Perspective: The Struggle for Liberty

America is becoming a police state. Each year, more and more actions become either officially forbidden or officially required. The scope for individuals to decide how to live their own lives grows steadily narrower. The list of crimes grows longer and longer, and any deviance may subject the citizen to the wrath of the police, the courts, and the prisons—not to mention the fiery violence of the Federal Bureau of Investigation, the Bureau of Alcohol, Tobacco and Firearms, and the Drug Enforcement Administration.

No one knows when the state will strike, for no one can possibly know whether he is violating the law—there are far more laws, regulations, and ordinances than anyone can possibly comprehend, much less obey. Citizens are now being punished for such “crimes” as filling in mud puddles or cutting down trees on their own land, selling vitamins and herbs, and charging to braid someone’s hair without a license. Many are punished for no crime at all, when their property is seized without due process of law in so-called civil forfeitures.

How can Americans stop the expansion of the police state? There is no simple answer, but some prerequisites are clear.

First, people must come to a clearer understanding that using government to impose their~ personal preferences on everybody leads inexorably toward a society dominated by those in authority. One may disapprove of many things, including the use of dangerous narcotics or “quack” medicines, the reckless disregard of some developers for flora and fauna, the decisions of teenagers to quit school, and the uncivilized opinions expressed by certain entertainers. But one cannot justify using the power of the state to crush those whose actions strike him as merely foolish or unaesthetic.

Second, people must come to a clearer understanding that, in politics, things are seldom what they are represented to be. Government thrives on sham: often it does not do what it claims to do, such as protecting life and property, and often it does what it is pledged not to do, such as singling out certain groups orindividuals for selective punishment because of their unpopular attributes or beliefs. Because government and mendacity go hand in hand, it is always risky to trust government. To trust it to carry out conscientiously thousands of important activities—far more than anyone can monitor—is utterly foolhardy.
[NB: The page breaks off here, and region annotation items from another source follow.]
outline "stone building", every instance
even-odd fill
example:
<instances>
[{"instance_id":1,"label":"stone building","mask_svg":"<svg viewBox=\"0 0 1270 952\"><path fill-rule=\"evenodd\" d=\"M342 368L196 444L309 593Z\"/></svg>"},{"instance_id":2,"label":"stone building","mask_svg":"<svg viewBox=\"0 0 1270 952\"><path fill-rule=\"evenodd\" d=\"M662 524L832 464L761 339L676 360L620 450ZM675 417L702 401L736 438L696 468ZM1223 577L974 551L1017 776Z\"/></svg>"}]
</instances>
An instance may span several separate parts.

As a practical political strategy, it might be worthwhile to concentrate exclusively on the repeal of existing laws. We are entangled in so many and such unjustified restraints that the most immediate need is to cut through some of these chains. For some people this may seem to be an unappealingly negative program. But nothing is more positive than our liberties. With each chain that we cut, we become a little freer. There is so much that deserves to be demolished. To rest content with our present condition is to accept government officials as our masters, and freeborn men and women can never make that concession.

—ROBERT HIGGS


Economic (Un)Liberty, Kansas Style

Fifteen year-old Monique Landers is a criminal.

Her crime? The young African-American started and ran a successful business washing and braiding hair for profit. For this criminal behavior, the Kansas state government threatened Monique with a fine or imprisonment in the countyjail or both.

But Monique also was recognized for her business acumen by the National Foundation for Teaching Entrepreneurship, headquartered in New York. The Foundation honored Ms. Landers as one of five Outstanding High School Entrepreneurs.

Hair salons and cosmetology schools learned of Monique’s achievement and complained. The Kansas Cosmetology Board put its foot down hard on the teenager: shut down your business or you might go to jail. Monique did not have a license to touch anyone’s hair for money.

The Cosmetology Board’s Executive Director said the youngster could go to a year-long cosmetology school if she wanted to braid hair. The problem: few such schools teach braiding and, to add insult to injury, those that did would not take her until she turned seventeen.

“The Board won’t let me earn my own money, and won’t let kids like me learn how to take care of ourselves,” Monique said. Monique is keenly aware of the virtues of economic liberty.

“I think owning your own business is a way of being free,” she says. “If more kids knew they could grow up to be their own boss they would be more responsible and cause less trouble.”

Monique knows about kids causing trouble; her one brother has been in jail and a sister has been expelled from school.

In her own eyes, Monique was a productive citizen; to the Kansas government, she was a criminal.

Cascade Update
Spring/Summer 1994

Democracy versus Liberty

[W]hen we ask where liberty is, “they” refer us to the ballots in our hands; over the vast machine which keeps us in subjection we have this one right: we, the ten- or twenty- or thirty-millionth of the sovereign, lost in the vast crowd of our fellows, can on occasion take a hand in setting the machine in motion. And that, “they” tell us, is our liberty. We lose it whenever an individual will takes sole possession of the machine: that is autocracy. We regain it when the right of giving the machine a periodical mass-impulsion is restored to us: that is democracy.

This is all either misdealing or cheating. Liberty is something quite different. Its essence lies in our will not being subject to other human wills: in our will ruling alone over our actions, only being checked when it injures the basic, indispensable requirements of life in society.